In realtà negli ultimi due anni il Pakistan, dopo aver a lungo sostenuto i talebani, ha visto la propria politica ritorcersi contro, subendo un aumento di attentati da parte dei Tehrik-e-Taliban Pakistan o TTP, i talebani pakistani, che, galvanizzati dalla vittoria dei “cugini” afghani, mirano a creare un Emirato islamico anche in Pakistan, prendendo come obiettivi le sedi e le istituzioni governative. 

Non è un caso, infatti, che nelle scorse settimane le autorità talebane abbiano emesso una fatwa che vieta ai propri miliziani di condurre attacchi in Pakistan, dove la violenza non è considerata parte del jihad. Con questo termine gli “studenti coranici” si sono sempre riferiti alla guerra portata avanti per vent’anni contro gli Stati Uniti. 
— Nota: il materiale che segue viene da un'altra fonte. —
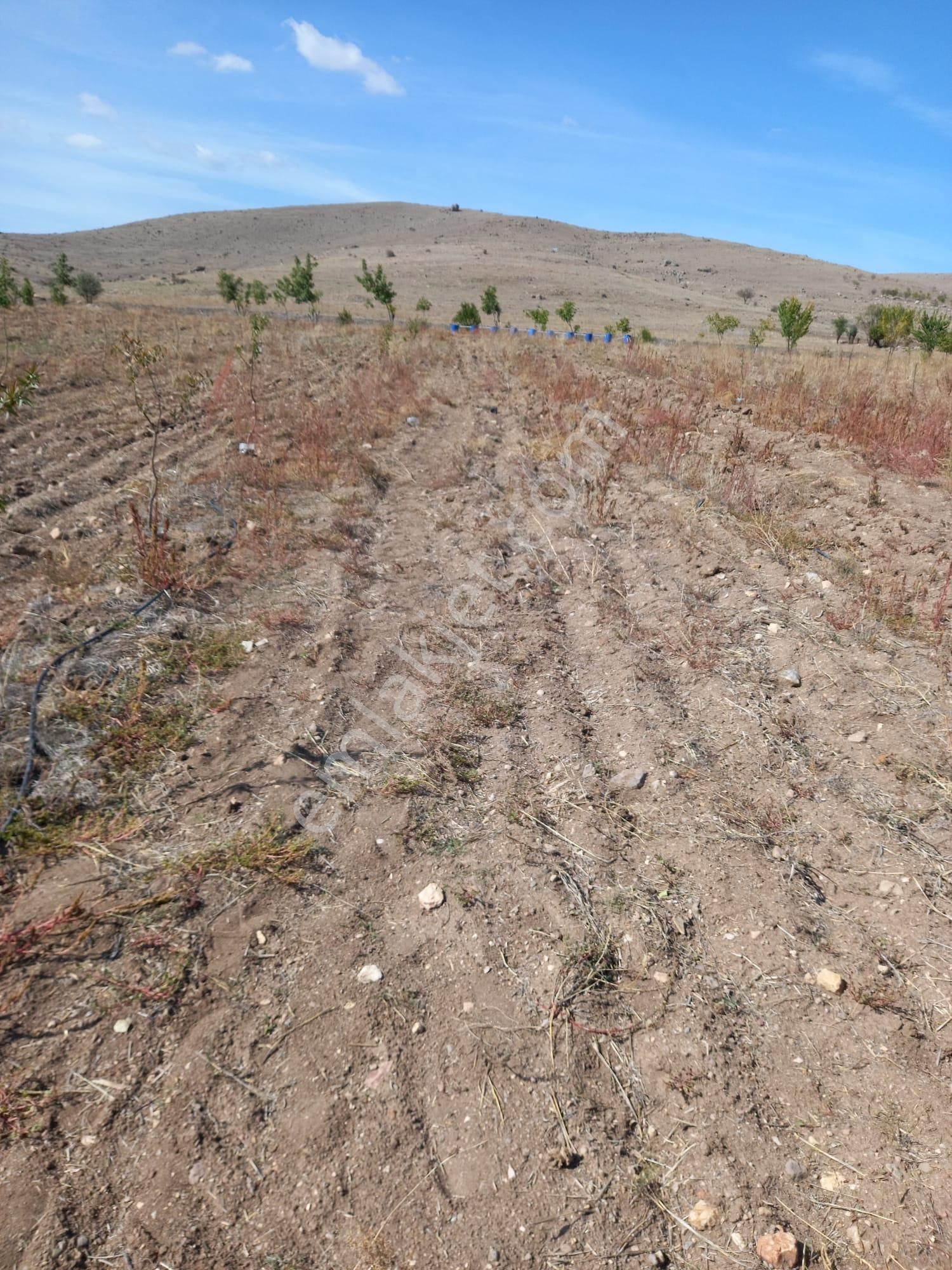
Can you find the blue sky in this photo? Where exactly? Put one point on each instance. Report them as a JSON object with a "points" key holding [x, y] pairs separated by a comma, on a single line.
{"points": [[824, 130]]}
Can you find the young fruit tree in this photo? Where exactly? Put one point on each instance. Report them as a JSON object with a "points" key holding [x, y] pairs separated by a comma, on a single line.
{"points": [[299, 285], [567, 312], [88, 286], [722, 324], [468, 314], [795, 319], [379, 288], [491, 304], [539, 318]]}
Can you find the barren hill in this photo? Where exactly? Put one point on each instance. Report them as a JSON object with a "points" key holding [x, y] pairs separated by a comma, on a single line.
{"points": [[667, 281]]}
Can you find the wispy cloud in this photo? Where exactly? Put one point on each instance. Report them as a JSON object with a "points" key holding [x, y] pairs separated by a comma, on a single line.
{"points": [[187, 49], [860, 72], [84, 142], [227, 63], [93, 105], [223, 63], [327, 54], [875, 77]]}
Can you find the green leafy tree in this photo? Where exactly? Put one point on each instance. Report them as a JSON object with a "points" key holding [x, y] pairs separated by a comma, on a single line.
{"points": [[934, 332], [10, 295], [795, 319], [897, 323], [567, 312], [63, 272], [233, 290], [379, 288], [760, 333], [468, 314], [491, 304], [722, 324], [299, 285], [88, 286]]}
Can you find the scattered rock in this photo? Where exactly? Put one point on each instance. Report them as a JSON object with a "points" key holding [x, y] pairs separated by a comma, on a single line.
{"points": [[432, 897], [631, 779], [780, 1250], [704, 1216], [831, 981]]}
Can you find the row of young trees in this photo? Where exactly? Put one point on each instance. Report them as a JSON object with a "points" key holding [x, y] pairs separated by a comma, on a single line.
{"points": [[896, 326], [299, 286], [64, 279]]}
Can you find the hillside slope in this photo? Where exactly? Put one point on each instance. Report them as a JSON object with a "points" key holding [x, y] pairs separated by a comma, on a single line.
{"points": [[667, 281]]}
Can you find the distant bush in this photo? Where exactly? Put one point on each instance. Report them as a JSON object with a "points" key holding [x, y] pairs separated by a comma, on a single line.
{"points": [[491, 304], [934, 332], [795, 319], [88, 286], [379, 288], [722, 324], [468, 314], [567, 312]]}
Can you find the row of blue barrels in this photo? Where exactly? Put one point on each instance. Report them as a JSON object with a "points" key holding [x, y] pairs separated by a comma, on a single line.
{"points": [[571, 335]]}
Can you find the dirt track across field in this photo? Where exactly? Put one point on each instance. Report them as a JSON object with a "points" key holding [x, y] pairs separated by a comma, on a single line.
{"points": [[668, 772]]}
A giugno diversi combattenti dei TTP erano stati trasferiti verso le aree centrali dell’Afghanistan lontano dal confine, ma non pare sia servito a placare le tensioni con Islamabad, dove a guidare la politica è l’esercito, mentre il governo ad interim, che verrà sostituito nei prossimi mesi, si sta facendo carico delle critiche pubbliche senza andare incontro a particolari conseguenze. Rispondendo alle critiche da parte occidentale, infatti, il ministro Bugti ha sostenuto che le pratiche di espulsione siano del tutto legittime in quanto oggigiorno sono messe in atto da diverse nazioni, anche in Occidente.